Massacre at Drogheda
A number of the townspeople fled for safety to St. Peter's Church, on the north side of the city, but every one of them was murdered, all defenceless and unarmed as they were; others took refuge in the church steeple, but it was of wood, and Cromwell himself gave orders that it should be set on fire, and those who attempted to escape the flames were piked. The principal ladies of the city had sheltered themselves in the crypts. It might have been supposed that this precaution should be unnecessary, or, at least, that English officers would respect their sex; but, alas for common humanity! it was not so. When the slaughter had been accomplished above, it was continued below.
Neither youth nor beauty was spared. Thomas Wood, who was one of these officers, and brother to Anthony Wood, the Oxford historian, says he found in these vaults "the flower and choicest of the women and ladies belonging to the town; amongst whom, a most handsome virgin, arrayed in costly and gorgeous apparel, kneeled down to him with tears and prayers to save her life." Touched by her beauty and her entreaties, he attempted to save her, and took her out of the church; but even his protection could not save her. A soldier thrust his sword into her body; and the officer, recovering from his momentary fit of compassion, "flung her down over the rocks," according to his own account, but first took care to possess himself of her money and jewels. This officer also mentions that the soldiers were in the habit of taking up a child, and using it as a buckler, when they wished to ascend the lofts and galleries of the church, to save themselves from being shot or brained. It is an evidence that they knew their victims to be less cruel than themselves, or the expedient would not have been found to answer.
Cromwell's Fort, Drogheda
Cromwell wrote an account of this massacre to the "Council of State." His letters, as his admiring editor observes, "tell their own tale;"[9] and unquestionably that tale plainly intimates that whether the Republican General were hypocrite or fanatic—and it is probable he was a compound of both—he certainly, on his own showing, was little less than a demon of cruelty. Cromwell writes thus: "It hath pleased God to bless our endeavours at Drogheda. After battery we stormed it.

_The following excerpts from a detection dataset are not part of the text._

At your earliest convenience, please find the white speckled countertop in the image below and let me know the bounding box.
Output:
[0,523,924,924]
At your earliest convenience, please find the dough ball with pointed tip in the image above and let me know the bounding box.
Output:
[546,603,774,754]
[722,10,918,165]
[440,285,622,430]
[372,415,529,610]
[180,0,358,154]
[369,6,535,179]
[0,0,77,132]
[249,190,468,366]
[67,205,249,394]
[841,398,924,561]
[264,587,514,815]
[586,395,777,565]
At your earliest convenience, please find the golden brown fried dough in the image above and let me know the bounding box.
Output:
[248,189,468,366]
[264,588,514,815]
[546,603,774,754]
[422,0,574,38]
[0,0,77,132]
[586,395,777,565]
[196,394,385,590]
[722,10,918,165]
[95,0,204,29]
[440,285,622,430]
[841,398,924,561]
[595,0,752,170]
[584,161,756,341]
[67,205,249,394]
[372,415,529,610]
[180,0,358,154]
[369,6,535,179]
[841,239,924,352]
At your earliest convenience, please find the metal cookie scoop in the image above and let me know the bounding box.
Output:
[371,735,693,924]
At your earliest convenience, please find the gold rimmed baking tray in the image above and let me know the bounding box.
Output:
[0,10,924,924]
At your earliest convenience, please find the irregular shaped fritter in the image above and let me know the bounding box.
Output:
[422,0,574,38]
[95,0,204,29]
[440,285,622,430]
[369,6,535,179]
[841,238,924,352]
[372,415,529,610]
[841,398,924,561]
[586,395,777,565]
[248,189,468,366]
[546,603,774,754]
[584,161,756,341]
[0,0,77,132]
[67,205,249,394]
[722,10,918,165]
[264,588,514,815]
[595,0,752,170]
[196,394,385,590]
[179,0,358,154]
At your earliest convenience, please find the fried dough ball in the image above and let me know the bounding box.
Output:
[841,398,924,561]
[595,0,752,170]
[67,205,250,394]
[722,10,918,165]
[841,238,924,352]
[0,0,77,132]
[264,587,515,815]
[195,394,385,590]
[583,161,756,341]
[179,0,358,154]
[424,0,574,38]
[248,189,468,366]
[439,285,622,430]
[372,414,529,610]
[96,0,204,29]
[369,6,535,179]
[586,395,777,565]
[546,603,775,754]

The enemy were about 3,000 strong in the town. They made a stout resistance. I believe we put to the sword the whole number of defendants. I do not think thirty of the whole number escaped with their lives. Those that did are in safe custody for the Barbadoes. This hath been a marvellous great mercy." In another letter he says that this "great thing" was done "by the Spirit of God."
Notes
[8] Quarter.—Cromwell says, in his letters, that quarter was not promised; Leland and Carte say that it was.
[9] Tale.—Cromwell's Letters and Speeches, vol. i. p. 456. The simplicity with which Carlyle attempts to avert the just indignation of the Irish, by saying that the garrison "consisted mostly of Englishmen," coupled with his complacent impression that eccentric phrases can excuse crime, would be almost amusing were it not that he admits himself to be as cruel as his hero.—vol. i. p. 453. A man who can write thus is past criticism. If the garrison did consist mainly of Englishmen, what becomes of the plea, that this barbarity was a just vengeance upon the Irish for the "massacre."